Filter, group, and aggregate datasets (CSV, Excel, uploads). Returns result rows as JSON.

build_chart

Generate a chart spec from queried data. 22 chart types: bar, line, donut, scatter, treemap, funnel, radar, sankey, heatmap, waterfall, gantt, and more.

build_analysis

Create an analysis panel with text summary and KPI highlight cards showing metrics and trends.

query_connection

Execute a SELECT SQL query against a connected database (PostgreSQL, MySQL). Read-only — write queries are blocked.

query_github

Browse a connected GitHub repo: tree, file contents, languages, code search.

query_google_sheets

Read a connected Google Sheets / Drive source.
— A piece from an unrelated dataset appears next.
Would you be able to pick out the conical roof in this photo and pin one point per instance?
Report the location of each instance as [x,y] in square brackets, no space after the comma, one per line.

Actions: list_spreadsheets, get_metadata, read_range, read_sheet_as_table. Read-only OAuth scopes.

build_flowchart

Build a flowchart with 8 node shapes (rect, diamond, ellipse, hexagon, parallelogram, cylinder, cloud, document), optional lucide icons per node, and labeled edges. Decision diamonds with multiple outgoing edges auto-fan into parallel lanes. Accepts structured nodes+edges JSON or a Mermaid `flowchart TD|LR` source block.

Four resources are also exposed: dash-ai://datasets, dash-ai://datasets/{id}, dash-ai://connections, and dash-ai://connections/{id}. Read dash-ai://connections first to discover available data sources before calling query_* tools.